The compiled artifacts for the release (and all previous releases) are available on Maven Central.

Maven Modules

<dependency> <group>com.io7m.entomos</group> <artifactId>com.io7m.entomos.core</artifactId> <version>0.0.1</version> </dependency><dependency> <group>com.io7m.entomos</group> <artifactId>com.io7m.entomos.tests</artifactId> <version>0.0.1</version> </dependency>

Development Snapshots

At the time of writing, the current unstable development version of the package is 0.0.2-SNAPSHOT.

Development snapshots may be available in the Central Portal Snapshots repository. Snapshots are published to this repository every time the project is built by the project's continuous integration system, but snapshots do expire after around ninety days and so may or may not be available depending on when a build of the package was last triggered.

Manual

This project does not have any user manuals or other documentation beyond what might be present on the page above.

Sources

This project uses Git to manage source code.
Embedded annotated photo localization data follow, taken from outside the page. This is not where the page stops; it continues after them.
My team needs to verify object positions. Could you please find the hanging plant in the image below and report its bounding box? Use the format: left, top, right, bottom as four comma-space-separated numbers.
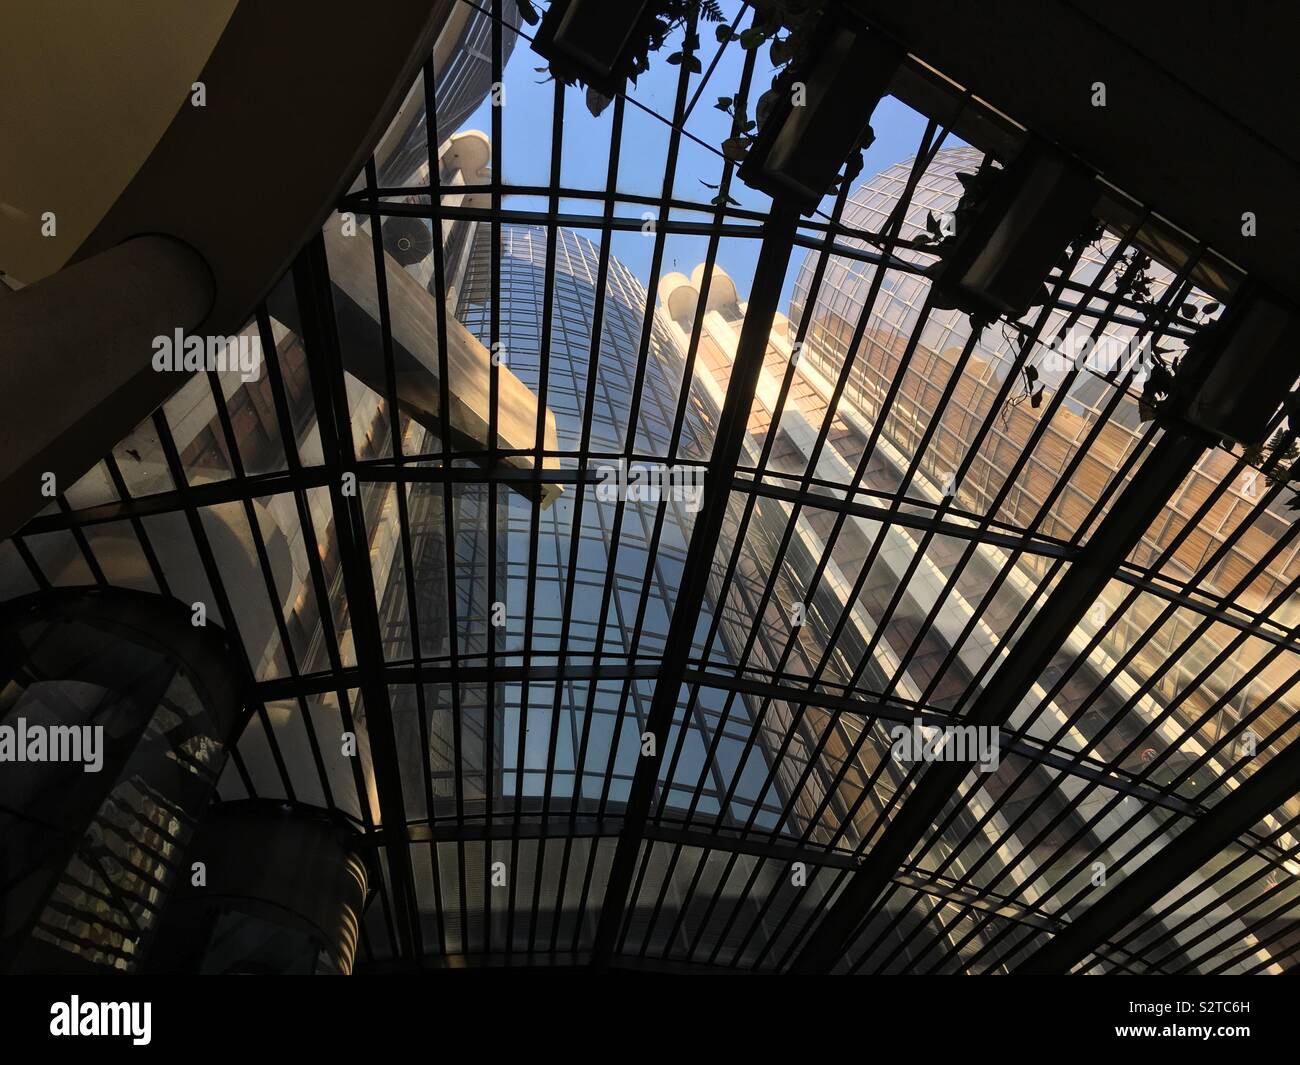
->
524, 0, 725, 114
915, 166, 1001, 255
917, 161, 1059, 332
1119, 251, 1227, 422
998, 359, 1046, 428
1241, 404, 1300, 510
713, 0, 883, 192
529, 0, 872, 203
1137, 350, 1179, 423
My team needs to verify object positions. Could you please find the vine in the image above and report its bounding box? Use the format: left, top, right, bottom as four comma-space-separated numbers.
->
523, 0, 725, 112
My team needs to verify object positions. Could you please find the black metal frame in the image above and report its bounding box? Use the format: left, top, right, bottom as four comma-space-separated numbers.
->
8, 0, 1299, 975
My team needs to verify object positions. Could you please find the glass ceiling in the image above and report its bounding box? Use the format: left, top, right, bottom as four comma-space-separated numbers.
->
5, 0, 1298, 973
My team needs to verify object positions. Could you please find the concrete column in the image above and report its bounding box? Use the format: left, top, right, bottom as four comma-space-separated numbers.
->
0, 235, 213, 538
146, 801, 369, 975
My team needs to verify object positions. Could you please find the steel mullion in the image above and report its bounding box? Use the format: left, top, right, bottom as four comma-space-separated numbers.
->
1079, 526, 1300, 815
348, 197, 1203, 336
638, 45, 770, 835
1150, 827, 1300, 973
658, 120, 952, 844
1004, 617, 1300, 965
418, 54, 460, 962
686, 310, 972, 931
360, 155, 438, 842
964, 453, 1300, 919
888, 252, 1205, 895
876, 235, 1145, 704
10, 535, 48, 591
1209, 915, 1300, 975
776, 321, 994, 761
1113, 566, 1300, 652
857, 888, 960, 974
200, 366, 311, 805
734, 475, 1076, 559
790, 409, 1207, 971
53, 494, 106, 585
508, 76, 566, 955
257, 308, 375, 753
908, 226, 1166, 718
612, 45, 770, 907
102, 453, 172, 598
554, 87, 638, 952
869, 255, 1202, 917
482, 0, 506, 957
575, 14, 741, 951
420, 53, 465, 956
1192, 862, 1300, 974
653, 170, 864, 833
150, 408, 299, 804
220, 746, 255, 798
1015, 710, 1300, 973
688, 667, 1201, 813
589, 196, 798, 967
1118, 813, 1300, 968
255, 304, 373, 819
759, 712, 903, 970
292, 236, 424, 960
644, 105, 861, 953
755, 137, 961, 708
699, 666, 910, 961
1035, 618, 1300, 933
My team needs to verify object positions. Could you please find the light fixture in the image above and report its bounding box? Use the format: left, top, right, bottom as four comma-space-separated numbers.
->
931, 139, 1097, 320
1178, 284, 1300, 446
382, 216, 434, 266
530, 0, 652, 99
739, 14, 899, 214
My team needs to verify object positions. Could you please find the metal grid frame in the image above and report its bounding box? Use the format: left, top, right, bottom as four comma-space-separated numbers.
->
6, 0, 1299, 973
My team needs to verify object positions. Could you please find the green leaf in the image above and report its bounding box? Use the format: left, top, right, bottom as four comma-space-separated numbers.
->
721, 136, 750, 162
685, 54, 703, 74
715, 96, 733, 111
666, 52, 682, 65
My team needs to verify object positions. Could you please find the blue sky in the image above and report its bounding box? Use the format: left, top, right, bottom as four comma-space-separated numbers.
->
458, 2, 938, 313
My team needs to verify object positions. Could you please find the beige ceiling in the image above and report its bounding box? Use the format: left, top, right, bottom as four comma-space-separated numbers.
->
0, 0, 238, 285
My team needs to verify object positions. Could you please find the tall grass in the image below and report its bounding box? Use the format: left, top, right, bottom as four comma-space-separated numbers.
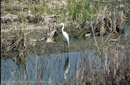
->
67, 0, 98, 23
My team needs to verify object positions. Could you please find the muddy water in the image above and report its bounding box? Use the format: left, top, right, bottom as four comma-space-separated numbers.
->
1, 25, 130, 84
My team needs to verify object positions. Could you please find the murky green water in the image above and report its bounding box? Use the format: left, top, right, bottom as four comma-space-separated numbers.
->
1, 25, 130, 84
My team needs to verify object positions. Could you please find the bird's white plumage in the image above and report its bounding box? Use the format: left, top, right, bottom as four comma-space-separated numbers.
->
61, 23, 69, 46
62, 31, 69, 46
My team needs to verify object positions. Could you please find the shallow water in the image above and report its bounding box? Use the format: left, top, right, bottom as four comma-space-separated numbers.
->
1, 25, 130, 84
1, 49, 98, 84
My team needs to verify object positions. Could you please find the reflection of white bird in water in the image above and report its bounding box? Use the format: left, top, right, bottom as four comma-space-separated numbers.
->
64, 56, 70, 80
60, 23, 69, 48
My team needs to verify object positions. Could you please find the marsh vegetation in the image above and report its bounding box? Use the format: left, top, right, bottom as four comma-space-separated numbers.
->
1, 0, 130, 85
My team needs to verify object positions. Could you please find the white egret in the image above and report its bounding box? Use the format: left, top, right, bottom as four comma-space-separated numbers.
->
59, 23, 70, 80
60, 23, 69, 47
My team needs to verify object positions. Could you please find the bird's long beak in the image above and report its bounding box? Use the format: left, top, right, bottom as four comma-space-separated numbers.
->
58, 23, 61, 26
57, 24, 62, 28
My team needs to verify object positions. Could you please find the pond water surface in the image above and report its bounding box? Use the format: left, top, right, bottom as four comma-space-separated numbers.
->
1, 49, 98, 84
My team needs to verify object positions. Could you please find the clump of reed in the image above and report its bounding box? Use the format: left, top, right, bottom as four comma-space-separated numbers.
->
57, 0, 128, 39
74, 47, 130, 85
1, 29, 28, 67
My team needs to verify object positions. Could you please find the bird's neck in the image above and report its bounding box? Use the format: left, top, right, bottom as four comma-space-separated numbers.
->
62, 24, 64, 33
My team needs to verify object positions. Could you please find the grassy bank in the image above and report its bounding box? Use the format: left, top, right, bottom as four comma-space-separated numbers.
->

Repository: https://www.github.com/io7m-com/entomos

$ git clone --recursive https://www.github.com/io7m-com/entomos

Issues

This project uses GitHub Issues to track issues.

License

Copyright © 2025 Mark Raynsford <code@io7m.com> https://www.io7m.com Permission to use, copy, modify, and/or distribute this software for any purpose with or without fee is hereby granted, provided that the above copyright notice and this permission notice appear in all copies. THE SOFTWARE IS PROVIDED "AS IS" AND THE AUTHOR DISCLAIMS ALL WARRANTIES WITH REGARD TO THIS SOFTWARE INCLUDING ALL IMPLIED WARRANTIES OF MERCHANTABILITY AND FITNESS. IN NO EVENT SHALL THE AUTHOR BE LIABLE FOR ANY SPECIAL, DIRECT, INDIRECT, OR CONSEQUENTIAL DAMAGES OR ANY DAMAGES WHATSOEVER RESULTING FROM LOSS OF USE, DATA OR PROFITS, WHETHER IN AN ACTION OF CONTRACT, NEGLIGENCE OR OTHER TORTIOUS ACTION, ARISING OUT OF OR IN CONNECTION WITH THE USE OR PERFORMANCE OF THIS SOFTWARE.